|Armament||3 x 3 16"
DP and Light AA
|3 x 3 18"|
DP and Light AA
|Speed||31 knots||30 knots|
|VTS Rating(s)||5 5 6||6 7 6|
Around the start of WW II the Soviet Union tried to renovate its Navy with new construction of battleships and/or battlecruisers built with foreign assistance. They wanted the U.S. to create a battleship design with American-made 18" guns, but the U.S. declined. Germany supplied a half-finished heavy cruiser, but balked at battleship co-operation. The Ansaldo shipbuilding conglomerate of Italy took on the task and started at least one large, 3-turret battleship that invading Axis forces found half-built in the Nikolaev shipyard on the Black Sea in 1941. Speculation of its finished size ranged from 45,000 to 60,000 tons. It appeared to be a Russian version of Littorio with 16" guns. The Axis forces didn't bother to launch or use the hull.
In "Grand Fleet", three large Soviet battleships, one in Leningrad and two in Nikoilaev, were being made with Italian, French, and American assistance. Heavily gunned, heavily armored and fast, these ships were to bring the Soviet Union up to world standards for battleship construction, after a lapse of some twenty years and various "purges" of talented, but "bourgeois" ship designers. The Sovietski Soyuz (Soviet Union) was finished in 1940 with French-made 16" guns similar to those on Alsace, and her sister Sovietskaya Ukraina (Soviet Ukraine) was due out in early 1942. The rapid German overland advance when war started forced the Soyuz and other naval forces to seek other Black Sea ports. The Italian workers in Nikolaev's shipyards mobilized to save the nearly complete Ukraina from escaping by sinking an old freighter across the building basin and capturing the Russian demolition squad before they could act. The Ukraina was completed by the Italians and re-named Il Duce, supposedly over Mussolini's faint-hearted objections. In the North, the big-sister Krasny Tovarishch (Red Comrade) carried the identical superstructure and internal layout except for larger-diameter wells and heavy turrets for the proposed 18" guns. The ship was essentially a Soyuz set into a larger and longer hull that formed extra protection and bunkerage without diminishing speed. The U.S. had balked at sending the 18" guns after Russia carved up Poland and invaded Finland and the Baltic nations. When Germany invaded in 1941, however, assistance to our "friend" could scarcely be denied, and the guns destined and rejected for the USS Constellation were now available.

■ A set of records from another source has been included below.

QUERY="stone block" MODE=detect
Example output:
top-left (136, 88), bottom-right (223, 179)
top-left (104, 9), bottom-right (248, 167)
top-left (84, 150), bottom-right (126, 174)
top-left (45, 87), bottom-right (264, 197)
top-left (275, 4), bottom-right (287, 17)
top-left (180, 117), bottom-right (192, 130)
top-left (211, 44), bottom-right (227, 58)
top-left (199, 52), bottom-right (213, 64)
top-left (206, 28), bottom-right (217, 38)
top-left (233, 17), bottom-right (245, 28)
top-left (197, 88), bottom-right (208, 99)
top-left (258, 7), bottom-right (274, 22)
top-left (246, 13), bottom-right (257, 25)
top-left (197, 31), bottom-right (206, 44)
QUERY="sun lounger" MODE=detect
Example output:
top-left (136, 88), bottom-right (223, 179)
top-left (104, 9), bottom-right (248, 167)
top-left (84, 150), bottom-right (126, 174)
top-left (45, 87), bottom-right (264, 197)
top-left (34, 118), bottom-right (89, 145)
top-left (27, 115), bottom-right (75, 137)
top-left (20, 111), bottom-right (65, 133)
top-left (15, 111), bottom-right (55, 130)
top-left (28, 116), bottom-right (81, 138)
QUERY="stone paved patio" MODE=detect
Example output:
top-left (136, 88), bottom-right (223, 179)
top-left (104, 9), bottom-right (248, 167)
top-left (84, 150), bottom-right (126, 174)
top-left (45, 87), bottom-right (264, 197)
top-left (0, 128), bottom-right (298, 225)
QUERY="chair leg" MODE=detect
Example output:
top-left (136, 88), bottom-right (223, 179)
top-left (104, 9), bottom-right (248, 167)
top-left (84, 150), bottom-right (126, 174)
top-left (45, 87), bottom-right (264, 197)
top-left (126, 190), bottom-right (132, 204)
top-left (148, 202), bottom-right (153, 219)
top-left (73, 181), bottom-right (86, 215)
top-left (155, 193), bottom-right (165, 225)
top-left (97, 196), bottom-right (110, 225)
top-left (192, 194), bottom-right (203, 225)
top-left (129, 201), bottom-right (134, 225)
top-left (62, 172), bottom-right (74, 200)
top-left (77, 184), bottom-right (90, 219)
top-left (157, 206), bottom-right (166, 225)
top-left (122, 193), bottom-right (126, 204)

The Sovietski Soyuz was hit often in port by the Luftwaffe but engaged and crippled the Turkish battleship Fatikh and the Spanish Jaime I on her only sortie of note. The rest of the time she used her artillery to give gunfire support to Soviet land forces.
Il Duce was the proud "prize ship" of the Regia Marina. Though she was bombed while transferring to the Turkish port of Izmir by Lancasters and B-17's from Egypt, she was the lead ship through the Suez Canal after Cairo fell, and allowed the impressive battle line of the Regia Marina to sail to Somalia. After sinking the battleship Nelson off the Horn of Africa, she was paraded around Italy's ports to garner public support for the war that was turning against them. New Allied armies landed in Morocco by Torch were sweeping Eastward across N. Africa. When she next sailed she went up against the Royal Navy's Mediterranean Fleet of old WW I battleships. The lead ship, "battlecreeper" Inflexible, took the brunt of Il Duce's salvos without seeming to be bothered, and the British gave Il Duce such a pasting that she had to be sunk by her own ships.
In early 1942 an Allied convoy unloaded the promised 18" guns in Arkangelsk and they made their way to Leningrad to be installed in the otherwise-completed Krasny Tovarisch. Though kept in port most of the time, Tovarishch's big moment came when she challenged the Japanese battleship Kii off Gotland after Japan had brazenly attacked the Soviet union in defiance of the non-aggression pact the Soviets were abiding by. Each battleship was slinging 18" shells across the sky, but Tovarishch's lookouts and seamanship weren't up to the task of dodging Kii's torpedoes, too. Two underwater explosions, one from a "short" and one from a torpedo, tore a big hole in Tovarishch's side, enough for her to "give the ring back" (break off the engagement). Limping into Khrondshdat naval base, she sat out the rest of the war firing at the encircling Germans until the Russian offensive drove the invaders out of range. Post-war propaganda had her become a fearsome "missile ship", but in reality she was broken up for material to make more submarines.